いつの間にか希望の背後に居た男はにこにこと笑う。
「桐野でいいよ。学校の外なんだしさ。で、どうしたの制服なんか着て」
図書館に行こうと思っていることを伝えると桐野は頷いた。
「俺も仕事で学校に行く途中なんだ。一緒に行こうか」



桜が舞い散る中並んで歩く。
しばらくなんでもない雑談を交わしていたが、ふいに桐野がこう切り出した。
「希望ちゃん、二ノ宮さんとはうまくやってる?」
「ああ。二ノ宮には迷惑をかけてばかりで申し訳ないが…4月末には部屋が空くそうだからそれまではいつでも居てもいいと言ってくれている」
「そう。
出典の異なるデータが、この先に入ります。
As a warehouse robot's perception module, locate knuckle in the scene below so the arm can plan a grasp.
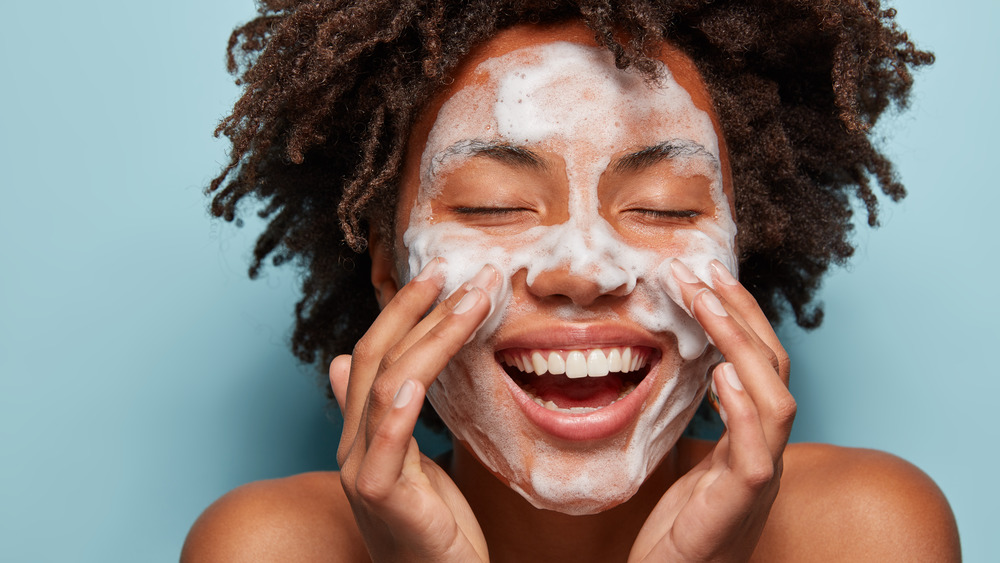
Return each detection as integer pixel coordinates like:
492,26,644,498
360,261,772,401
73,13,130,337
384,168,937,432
378,346,403,373
777,349,792,376
351,334,373,364
729,327,756,348
743,463,774,489
766,348,781,373
354,472,392,504
771,393,799,424
368,377,396,408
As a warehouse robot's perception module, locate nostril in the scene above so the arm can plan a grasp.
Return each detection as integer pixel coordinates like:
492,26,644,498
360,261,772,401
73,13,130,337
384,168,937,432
528,268,634,306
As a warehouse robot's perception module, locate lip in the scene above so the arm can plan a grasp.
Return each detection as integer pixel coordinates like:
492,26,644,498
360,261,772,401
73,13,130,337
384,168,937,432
495,325,663,442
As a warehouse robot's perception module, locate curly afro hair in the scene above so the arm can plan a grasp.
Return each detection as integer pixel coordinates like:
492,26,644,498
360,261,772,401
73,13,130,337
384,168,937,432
208,0,933,392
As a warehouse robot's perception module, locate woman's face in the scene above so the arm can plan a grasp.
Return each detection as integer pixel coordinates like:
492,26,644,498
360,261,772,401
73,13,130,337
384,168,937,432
386,24,736,514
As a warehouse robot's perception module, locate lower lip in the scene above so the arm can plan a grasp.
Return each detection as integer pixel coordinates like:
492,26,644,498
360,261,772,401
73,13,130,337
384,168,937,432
500,362,659,442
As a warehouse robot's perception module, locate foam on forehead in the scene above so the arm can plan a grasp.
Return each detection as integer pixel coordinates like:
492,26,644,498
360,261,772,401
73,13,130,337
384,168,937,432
479,42,718,156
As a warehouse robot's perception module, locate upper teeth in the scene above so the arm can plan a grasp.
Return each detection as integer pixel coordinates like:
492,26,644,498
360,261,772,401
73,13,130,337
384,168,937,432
501,346,648,379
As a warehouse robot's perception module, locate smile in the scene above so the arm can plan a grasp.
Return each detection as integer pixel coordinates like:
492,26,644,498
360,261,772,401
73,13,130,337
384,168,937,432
497,346,654,414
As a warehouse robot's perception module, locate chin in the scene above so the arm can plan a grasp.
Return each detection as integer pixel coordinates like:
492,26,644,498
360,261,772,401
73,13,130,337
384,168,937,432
428,342,720,515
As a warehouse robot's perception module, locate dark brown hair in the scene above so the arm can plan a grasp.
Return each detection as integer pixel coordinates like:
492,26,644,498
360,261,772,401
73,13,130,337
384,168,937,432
209,0,933,390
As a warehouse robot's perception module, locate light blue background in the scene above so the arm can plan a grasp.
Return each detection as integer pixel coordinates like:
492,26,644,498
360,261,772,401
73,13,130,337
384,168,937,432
0,0,1000,562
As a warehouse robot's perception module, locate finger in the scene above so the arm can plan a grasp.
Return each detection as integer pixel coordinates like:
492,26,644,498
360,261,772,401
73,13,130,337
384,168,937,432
344,258,444,425
711,260,790,385
670,260,772,355
354,379,424,509
712,362,774,487
694,291,796,457
381,264,500,376
364,287,490,446
330,354,351,413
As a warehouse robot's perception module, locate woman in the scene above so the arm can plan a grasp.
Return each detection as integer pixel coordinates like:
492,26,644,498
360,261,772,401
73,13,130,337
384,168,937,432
183,2,959,561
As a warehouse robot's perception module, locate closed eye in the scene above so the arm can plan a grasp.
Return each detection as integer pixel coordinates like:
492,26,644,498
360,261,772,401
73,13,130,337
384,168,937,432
452,207,531,215
626,209,701,219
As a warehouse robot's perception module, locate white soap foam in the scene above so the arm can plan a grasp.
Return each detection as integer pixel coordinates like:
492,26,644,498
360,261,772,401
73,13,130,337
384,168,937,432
400,42,736,514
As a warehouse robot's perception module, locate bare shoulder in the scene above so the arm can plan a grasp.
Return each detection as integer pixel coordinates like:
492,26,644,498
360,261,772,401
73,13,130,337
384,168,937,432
754,444,961,563
181,472,369,563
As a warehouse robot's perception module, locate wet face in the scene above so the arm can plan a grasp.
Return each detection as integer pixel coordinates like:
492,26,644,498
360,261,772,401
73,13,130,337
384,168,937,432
386,25,736,514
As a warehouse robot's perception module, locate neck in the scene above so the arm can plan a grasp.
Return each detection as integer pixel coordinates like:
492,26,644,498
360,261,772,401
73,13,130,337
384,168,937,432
446,441,691,563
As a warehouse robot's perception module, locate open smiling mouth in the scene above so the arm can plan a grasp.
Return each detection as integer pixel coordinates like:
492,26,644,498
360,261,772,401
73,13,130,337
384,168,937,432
496,346,657,413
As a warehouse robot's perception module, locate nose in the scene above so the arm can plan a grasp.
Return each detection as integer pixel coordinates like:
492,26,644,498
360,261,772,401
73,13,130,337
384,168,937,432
527,267,629,307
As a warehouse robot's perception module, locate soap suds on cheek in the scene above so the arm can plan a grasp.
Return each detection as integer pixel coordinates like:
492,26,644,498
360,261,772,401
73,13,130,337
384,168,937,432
400,43,736,514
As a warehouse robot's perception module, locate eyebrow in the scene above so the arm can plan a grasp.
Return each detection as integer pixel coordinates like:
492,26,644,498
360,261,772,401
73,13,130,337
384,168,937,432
430,139,548,176
614,139,719,173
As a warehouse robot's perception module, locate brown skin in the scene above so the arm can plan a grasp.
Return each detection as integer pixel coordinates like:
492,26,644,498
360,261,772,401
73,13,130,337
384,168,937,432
182,25,960,562
181,446,961,563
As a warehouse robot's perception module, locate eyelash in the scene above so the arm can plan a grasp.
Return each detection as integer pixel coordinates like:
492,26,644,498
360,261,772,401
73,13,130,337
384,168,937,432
453,207,529,215
629,209,701,219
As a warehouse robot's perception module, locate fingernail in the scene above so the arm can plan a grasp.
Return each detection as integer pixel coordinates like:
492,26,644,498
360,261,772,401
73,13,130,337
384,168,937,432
712,260,740,285
670,260,701,283
722,362,743,391
701,289,729,317
413,258,442,281
469,264,499,291
392,379,416,409
454,287,482,315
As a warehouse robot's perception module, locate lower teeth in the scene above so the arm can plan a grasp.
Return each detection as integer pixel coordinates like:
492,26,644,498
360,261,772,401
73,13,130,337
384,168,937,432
521,383,635,413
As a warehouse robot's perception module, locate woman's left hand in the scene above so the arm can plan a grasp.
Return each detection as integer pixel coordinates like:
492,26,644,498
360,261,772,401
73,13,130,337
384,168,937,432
628,261,796,562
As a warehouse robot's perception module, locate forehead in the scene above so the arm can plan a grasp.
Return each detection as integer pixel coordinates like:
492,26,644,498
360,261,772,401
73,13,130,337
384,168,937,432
399,22,732,228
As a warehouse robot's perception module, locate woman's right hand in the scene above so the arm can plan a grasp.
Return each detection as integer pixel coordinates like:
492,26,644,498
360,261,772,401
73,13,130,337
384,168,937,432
330,258,499,563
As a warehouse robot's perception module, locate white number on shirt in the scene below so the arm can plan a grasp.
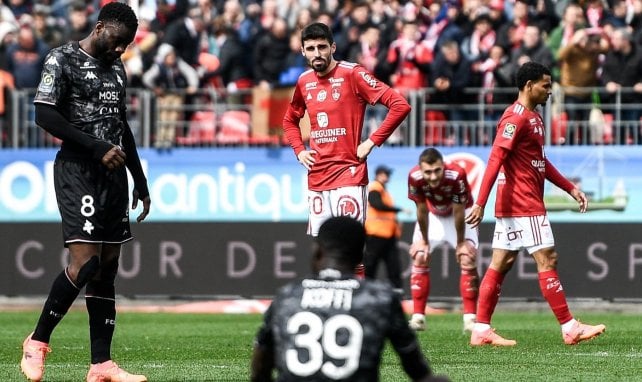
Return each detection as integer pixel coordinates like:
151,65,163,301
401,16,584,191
285,312,363,379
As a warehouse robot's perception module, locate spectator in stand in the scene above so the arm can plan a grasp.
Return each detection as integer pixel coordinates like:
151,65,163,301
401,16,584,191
64,0,93,42
602,28,642,144
163,8,206,68
546,3,586,80
253,18,290,89
430,40,477,144
32,4,65,48
497,0,529,52
335,0,372,60
511,24,555,76
203,16,251,100
6,25,49,89
143,44,199,149
461,13,497,62
558,28,609,145
386,21,433,95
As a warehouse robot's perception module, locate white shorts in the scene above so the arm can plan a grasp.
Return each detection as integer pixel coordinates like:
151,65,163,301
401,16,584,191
412,209,479,251
493,215,555,253
308,186,368,236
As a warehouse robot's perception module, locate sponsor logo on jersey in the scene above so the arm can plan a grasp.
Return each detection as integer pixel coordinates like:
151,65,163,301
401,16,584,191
359,72,377,89
45,56,60,66
317,112,329,128
332,88,341,101
502,123,517,139
38,73,55,93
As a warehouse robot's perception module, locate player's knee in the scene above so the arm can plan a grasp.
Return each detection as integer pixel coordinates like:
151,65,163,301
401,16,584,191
75,256,100,288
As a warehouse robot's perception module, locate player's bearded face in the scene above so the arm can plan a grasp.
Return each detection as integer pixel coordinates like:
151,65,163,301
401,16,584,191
531,75,553,105
301,39,335,73
419,161,444,188
94,24,135,64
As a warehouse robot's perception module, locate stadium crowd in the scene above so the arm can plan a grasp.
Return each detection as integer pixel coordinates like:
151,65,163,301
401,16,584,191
0,0,642,144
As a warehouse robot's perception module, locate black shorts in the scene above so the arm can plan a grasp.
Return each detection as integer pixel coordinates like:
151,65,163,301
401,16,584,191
54,155,132,247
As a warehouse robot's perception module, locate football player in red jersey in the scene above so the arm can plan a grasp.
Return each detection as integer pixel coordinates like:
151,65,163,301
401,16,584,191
466,62,606,346
283,23,410,278
408,148,479,331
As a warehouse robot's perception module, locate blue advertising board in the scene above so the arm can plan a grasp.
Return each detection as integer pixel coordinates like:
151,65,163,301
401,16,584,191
0,146,642,223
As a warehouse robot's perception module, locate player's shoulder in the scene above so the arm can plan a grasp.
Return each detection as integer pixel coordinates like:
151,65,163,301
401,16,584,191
408,165,424,182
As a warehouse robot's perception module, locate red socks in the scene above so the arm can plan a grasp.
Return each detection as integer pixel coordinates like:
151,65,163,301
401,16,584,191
410,265,430,314
354,263,366,280
459,269,479,314
538,270,573,325
476,268,504,325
悪いね、学校の手違いで」
「そんなことはない。住ませてくれるだけで有難いことだ。本当に感謝している」
桐野はそれを聞いて何故だか苦笑を浮かべた。
そうしてふいに彼女が一番欲しい情報を口にした。
「希望ちゃん、吾郎は元気でやってるよ」
「…そうか」
「会いたいかい?」
希望は横を歩く桐野を見上げる。そうして思い切り顔をしかめた。
「お前は時々意地が悪い」
「そう?」
桐野は笑う。人畜無害そうな温和な笑み。
それを見やって、そうして希望は前を向いた。
空を舞う桜を見ながら答える。
「会いたいが、会わない」
「どうしてだい?」
「言ったろう、桐野。私は狭量なんだ。…決心が、鈍る」
桐野は仏頂面の少女を見下ろして苦笑を浮かべる。
「…希望ちゃんは頑張ったよ」
「……?」
「大事な人に我侭を…自分の願いを告げるのは勇気がいることなんだよ。大事であればある程ね」
「……」
「偉かったね」
すると希望は困惑したような表情を浮かべた。
「別に偉くなんかない。私は私の望みを述べただけだ。
後悔などしてはいない。少しも…といっては嘘になるが」
ふいに温かな風が吹きぬけた。
少女の髪が揺れ、花のような香りが舞う。
「…私はあいつを困らせてしまったからな…」
桐野はふいに黙り込んだ。
横の教師が前を向いたので希望も黙って前を向いた。
しばらくそうしているとすれ違う人が増えてきた。徐々に人通りが多くなってくる。
前を見るといつも通っている交差点が見えた。
「希望ちゃん。吾郎は困ってなんかいないよ」
しばらくして桐野が口を開いた。
希望は桐野を見上げたが、当の教師は前を向いている。
かけている眼鏡に陽の光が反射してその表情は見えなかった。



はらはらと桜が舞う。
歩く二人の頭や肩に触れては零れていく。


目の前の信号が赤になり、桐野は立ち止まった。
しかし次の瞬間。
横に居た少女がいきなり前方に駆け出した。
目線を横に向けるが間に合わない。
視界には何も映らず、桐野は思わず唖然とする。
信号は赤だった。
そこに飛び出すのはどういうことなのか。
慌てて目を前方に移した彼は、そうして言葉を失った。


目の前の車道には何故か希望がいた。
それはほんの一瞬のこと。
だというのに、その光景はくっきりと彼の網膜に焼きついた。

……子供。

希望の目の前には子供が居た。
その子供を少女は突き飛ばす。
子供は歩道に転がる。
そして。
そして―。

桐野は目を見開く。
忽然と世界から音が消えたように感じた。


誰かの泣き声が聞こえて、桐野は自分の世界に音が戻ったことを知る。
ざわめきと泣き声。
誰かが叫ぶ声と、どこからか鳴り響くサイレンの音。



倒れた少女は動かない。
少女から零れた赤いものが、黒色のアスファルトに広がっている。
その色彩のコントラストはあまりにも綺麗で、だからこそ実感が湧かなかった。

「…希望…ちゃん…」
嘘だろう、と言う声は言葉にはならなかった。